1.J’apprends qu’on peut commander à moitié prix les trois volumes de l’œuvre de Charles Racine aux Éditions Grèges. Je n’hésite pas une seconde. De Racine, j’ai eu fortuitement connaissance, il y a déjà longtemps, du seul livre de lui qu’on trouvait facilement : Le sujet est la clairière de son corps (publié en 1975 dans la collection “Argile” chez Maeght, avec quatre gravures de Chillida). J’étais tombé dessus dans une bonne librairie, et l’avais lu sur place (le libraire nous laissant faire, on pouvait prendre son temps). J’ai aussi le souvenir de sa voix enregistrée pour Poésie ininterrompue, l’émission de Claude Royet-Journoud sur France Culture. C’est le livre de Jean Daive, Les journées en Arlequin, qui m’a récemment rafraîchi la mémoire et donné envie, non seulement de relire ce que je n’avais qu’à peine déchiffré, mais aussi d’en découvrir la part souterraine, encore inédite, révélée par cette magnifique édition.

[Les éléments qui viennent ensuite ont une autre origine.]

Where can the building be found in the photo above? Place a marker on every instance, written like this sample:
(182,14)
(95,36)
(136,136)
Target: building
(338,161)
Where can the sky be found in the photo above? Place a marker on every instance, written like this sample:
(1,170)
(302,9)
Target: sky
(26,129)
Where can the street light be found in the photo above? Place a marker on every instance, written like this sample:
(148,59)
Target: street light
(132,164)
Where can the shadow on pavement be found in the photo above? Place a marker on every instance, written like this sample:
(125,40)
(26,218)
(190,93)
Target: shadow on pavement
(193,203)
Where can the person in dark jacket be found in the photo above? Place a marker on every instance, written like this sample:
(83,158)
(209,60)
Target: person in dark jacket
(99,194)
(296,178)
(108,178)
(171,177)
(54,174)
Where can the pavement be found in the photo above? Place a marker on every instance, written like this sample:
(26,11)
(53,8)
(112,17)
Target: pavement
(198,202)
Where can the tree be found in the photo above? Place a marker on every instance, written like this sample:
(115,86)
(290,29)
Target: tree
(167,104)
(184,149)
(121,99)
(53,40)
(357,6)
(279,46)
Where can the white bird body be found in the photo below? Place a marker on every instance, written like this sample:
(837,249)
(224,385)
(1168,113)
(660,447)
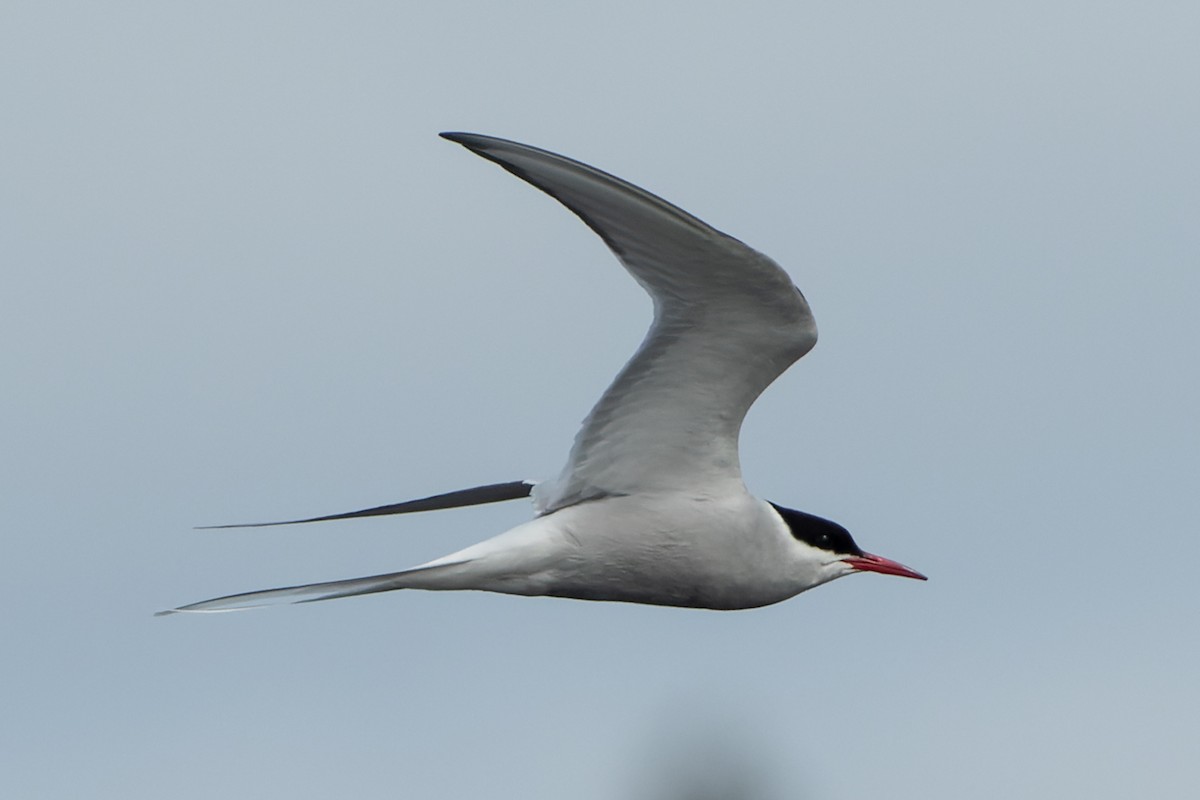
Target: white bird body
(651,506)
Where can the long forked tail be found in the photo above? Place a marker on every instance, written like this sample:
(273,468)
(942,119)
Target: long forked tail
(309,593)
(462,498)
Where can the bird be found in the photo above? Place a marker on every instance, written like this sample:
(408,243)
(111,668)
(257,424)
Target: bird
(651,506)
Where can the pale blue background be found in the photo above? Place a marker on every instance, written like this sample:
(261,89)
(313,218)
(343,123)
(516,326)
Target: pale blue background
(241,278)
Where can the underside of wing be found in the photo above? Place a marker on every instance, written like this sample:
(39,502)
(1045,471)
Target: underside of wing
(727,322)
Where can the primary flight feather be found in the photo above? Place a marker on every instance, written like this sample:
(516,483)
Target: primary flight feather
(651,506)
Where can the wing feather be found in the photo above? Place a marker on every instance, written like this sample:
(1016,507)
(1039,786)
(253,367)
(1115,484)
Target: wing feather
(727,322)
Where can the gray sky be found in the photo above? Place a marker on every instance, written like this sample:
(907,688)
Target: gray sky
(243,278)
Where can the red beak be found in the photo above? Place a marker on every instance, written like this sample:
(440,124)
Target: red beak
(868,563)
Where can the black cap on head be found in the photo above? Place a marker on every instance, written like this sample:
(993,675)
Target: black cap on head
(819,531)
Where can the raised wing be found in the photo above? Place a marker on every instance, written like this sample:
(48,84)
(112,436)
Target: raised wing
(727,322)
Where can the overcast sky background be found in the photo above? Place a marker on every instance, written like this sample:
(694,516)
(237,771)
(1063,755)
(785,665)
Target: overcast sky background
(244,280)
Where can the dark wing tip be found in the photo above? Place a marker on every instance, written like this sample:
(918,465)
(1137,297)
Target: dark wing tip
(474,495)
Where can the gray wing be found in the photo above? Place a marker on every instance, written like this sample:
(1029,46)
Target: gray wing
(459,499)
(727,322)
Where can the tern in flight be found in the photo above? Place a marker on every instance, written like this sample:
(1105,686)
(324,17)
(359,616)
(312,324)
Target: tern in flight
(651,506)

Charles Racine (1927 – 1995) est un écrivain suisse de langue romande. Yves Peyré, préfacier du premier volume intitulé Légende posthume, nous dit qu’il “avait tout reçu de son ascendance maternelle (nom et langue)” et que “de la part paternelle (ignorée, mais d’origine juive), il n’avait pour trace que le manque.” Dans Le sujet est la clairière de son corps, on trouve ces lignes, probablement écrites dans les environs de mai 1968 : “Saisir le lieu dont le corps est éclairé  À l’orée de la clairière toujours vient la lettre  Elle n’aime pas le lieu choisi pour m’y songer m’y raisonner  Je suis seul d’elle ce dont je meurs  Elle songe encore aime un rien dont elle me fait disparaître  Femme à l’affût  Elle me baigne dans son regard  Elle veut ma fin  Songe en pleurs eau du songe  Il meurt des mains qui le pêchent avant d’avoir parlé  La neige est blanche elle appelle le regard de l’enfant dont elle répand le chant des flocons blancs qui la déposent  L’enfant se met avec la merveille  J’écris pour mourir  Je franchis la lettre l’écrivant je le franchis  La pleurant je pleure mon absence  Les sabots entament la marche qui récapitule la danse du bois  La page défile les eaux et va s’illustrant”.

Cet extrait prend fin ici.